What Is David Luiz’s Legacy? by Dan Smith
In the summer of 2019 even fans who didn’t care about Arsenal were aware the club were in need of a world class centre back.
It says everything about our ambition that at the end of the transfer. window we had somehow made the position weaker, replacing Koscielny with David Luiz.
Such was the disappointment in how our captain left, it overshadowed the fact that yet again the club had taken the cheap option.
In only his third game for us, the Brazilian conceded a penalty at Anfield. He did the same at the Bridge (where he also got sent off) and the Etihad (sent off also), at Selhurst Park and at home and away to Watford.
One player had never given away so many spot kicks in one season in the history of the Prem. He added another pen and red card to his CV this campaign at Molineux. So in two years in North London he got more red cards and conceded more pens then his six years at Chelsea.
For a while that seemed to be his legacy at The Emirates. Some might say it still is.
Others felt sorry for the 34-year-old. It’s not like Unai Emery didn’t know what he was getting. Even in his prime the defender had a reputation for making too many mistakes. Even if playing well he was always capable of a lapse in concentration
Garry Neville famously described watching him as ‘ like playing FIFA’, based on the talent great in possession, a fantastic long range passer and always wanting to join in with attacks. Ironically, it was the art of defending he seemed less keen on.
The turning point in his Arsenal career came in the first fixture back after lockdown. Coming off the bench, Luiz had the worst approx. 20 min cameo possible. His error gifted Sterling a goal then after half time he gave away a penalty before his red card.
This disaster, combined with uncertainty over his future led many pundits to suggest he had played his last game in the red and white shirt.
While discussing ‘Project Restart’ it was unclear where all parties stood in terms of their contracts. Covid had meant the season would be extended past the date deals expired.
Luiz showed great character by immediately fronting the Sky Cameras and taking the blame for the 3-0 defeat confessing ‘I shouldn’t have played’. Although it wasn’t clear if he was referencing not being 100 percent fit or not in the right frame of mind with his future up in the air.
Eventually he agreed to extend his stay on a reduced salary.
Then something strange happened. A month later Luiz was a colossus in the FA Cup Semi Final 3 days after doing the same against the Champions Liverpool. He repeated that level of display in the FA Cup Final against his former employers.
At the Final whistle at Wembley while others celebrated, he calmly walked over and consoled ex-teammates. It was class but also indicative of the person. Luiz never got too low when criticised but equally was not getting carried away when things were going well.
He also spoke well afterwards claiming he wanted to help take ‘this club back where it deserves to be .’
Although he will always be associated more with Chelsea, here was a man talking with the knowledge of football, aware that Arsenal were a big name in the sport and focused on helping us.
Those who followed his career will not be surprised that his 2 best games as a Gooner came in his two most important. You could argue his best for Chelsea was in a Champions League Final.
Despite constant mockery, you don’t win every domestic trophy in three countries and 2 Europa Leagues and a Champions League without being good at your job. David Luiz made a living out of proving people wrong.
That’s his legacy the day he retires. But what’s his legacy at Arsenal?
As recently as January after being named Man of the Match against Man United, he spoke about the need to be ‘humble’. This is someone I want our youngsters to be listening too.

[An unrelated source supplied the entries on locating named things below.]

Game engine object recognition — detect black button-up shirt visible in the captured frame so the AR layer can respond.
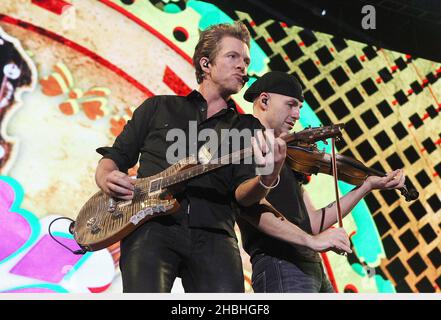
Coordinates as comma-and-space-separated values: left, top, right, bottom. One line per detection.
97, 91, 263, 237
238, 163, 321, 262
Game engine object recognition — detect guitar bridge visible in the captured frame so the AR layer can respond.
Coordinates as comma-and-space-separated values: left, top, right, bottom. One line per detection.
86, 217, 101, 234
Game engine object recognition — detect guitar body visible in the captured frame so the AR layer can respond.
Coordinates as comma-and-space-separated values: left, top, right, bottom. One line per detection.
70, 124, 343, 251
73, 157, 196, 251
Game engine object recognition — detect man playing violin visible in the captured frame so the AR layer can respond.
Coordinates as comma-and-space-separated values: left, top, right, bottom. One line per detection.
238, 71, 405, 293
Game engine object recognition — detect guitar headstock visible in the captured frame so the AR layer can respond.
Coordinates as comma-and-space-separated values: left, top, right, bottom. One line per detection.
285, 123, 345, 144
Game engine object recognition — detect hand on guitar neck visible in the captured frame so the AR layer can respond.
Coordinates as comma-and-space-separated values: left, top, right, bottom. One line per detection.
95, 159, 135, 200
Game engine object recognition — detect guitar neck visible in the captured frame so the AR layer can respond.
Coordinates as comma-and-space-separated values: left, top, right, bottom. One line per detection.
161, 148, 253, 188
161, 127, 332, 188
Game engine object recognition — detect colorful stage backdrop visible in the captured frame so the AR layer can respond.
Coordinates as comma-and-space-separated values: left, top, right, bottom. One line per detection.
0, 0, 441, 292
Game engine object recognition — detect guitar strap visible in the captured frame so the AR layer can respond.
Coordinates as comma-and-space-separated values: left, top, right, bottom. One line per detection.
198, 110, 239, 163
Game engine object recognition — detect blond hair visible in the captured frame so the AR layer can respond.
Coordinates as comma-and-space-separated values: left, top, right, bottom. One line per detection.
193, 21, 251, 83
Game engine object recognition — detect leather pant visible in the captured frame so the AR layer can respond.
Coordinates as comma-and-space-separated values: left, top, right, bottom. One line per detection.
120, 219, 244, 292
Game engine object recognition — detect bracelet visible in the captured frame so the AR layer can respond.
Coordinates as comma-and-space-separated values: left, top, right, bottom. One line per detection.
259, 174, 280, 190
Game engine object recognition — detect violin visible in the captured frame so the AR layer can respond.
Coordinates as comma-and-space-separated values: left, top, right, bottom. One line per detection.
286, 144, 419, 201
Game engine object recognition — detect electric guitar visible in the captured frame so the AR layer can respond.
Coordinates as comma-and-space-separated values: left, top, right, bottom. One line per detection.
70, 124, 344, 251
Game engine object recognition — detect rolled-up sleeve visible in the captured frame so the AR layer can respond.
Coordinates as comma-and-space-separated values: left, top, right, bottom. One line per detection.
96, 97, 157, 173
231, 118, 263, 193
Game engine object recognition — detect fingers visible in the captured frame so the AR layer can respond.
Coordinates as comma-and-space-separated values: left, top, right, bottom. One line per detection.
327, 228, 352, 254
384, 169, 406, 189
106, 170, 135, 200
251, 137, 265, 167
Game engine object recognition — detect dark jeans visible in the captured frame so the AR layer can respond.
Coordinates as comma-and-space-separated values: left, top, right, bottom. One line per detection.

Equally after Emery was sacked, I noticed Luiz played like a man that was angry and embarrassed by our position in the table.
Quite simply, Luiz was one of the few leaders we had in the dressing room and it’s a shame we hadn’t signed him a few years earlier.
Almost to clarify his leadership qualities, it’s believed Arteta was open to keeping him for a third year but wanted his defender to transition into a coaching role. That shows how much our manager values Luiz’s presence that he wanted to find ways to keep him around the place. It’s also an admission that the training pitch will be a weaker place without Luiz around.
Leadership is valuable, it’s not something you can teach.
Luiz’s refusal highlights he still thinks he has a couple of years left at the highest level. It makes zero sense to either party to rush him back to fitness meaning he’s played his final game at Arsenal and maybe English Football period.
Not that he can’t one day return and be part of Arteta’s staff (if the Spaniard is still in charge of course).
David Luiz didn’t fix Arsenal defensively. In the twilight of his career it was naive for anyone to expect him too. What he did do though is mentor a youthful dressing room and set standards.
While some will feel he was another Chelsea cast off, given to us because he was past his best, his professionalism and work rate could never be questioned.
Popular among the squad, he wasn’t here for a final pay day.
We have won 14 FA Cups in our history and he can always say he played a massive part in one of them. For 8 million, that’s not too bad.
The biggest compliment to give Luiz is we missed him in the semi-Final of the Europa League. That’s because he’s a big game player!
Thank You David Luiz (there were times I didn’t think I would be saying that!)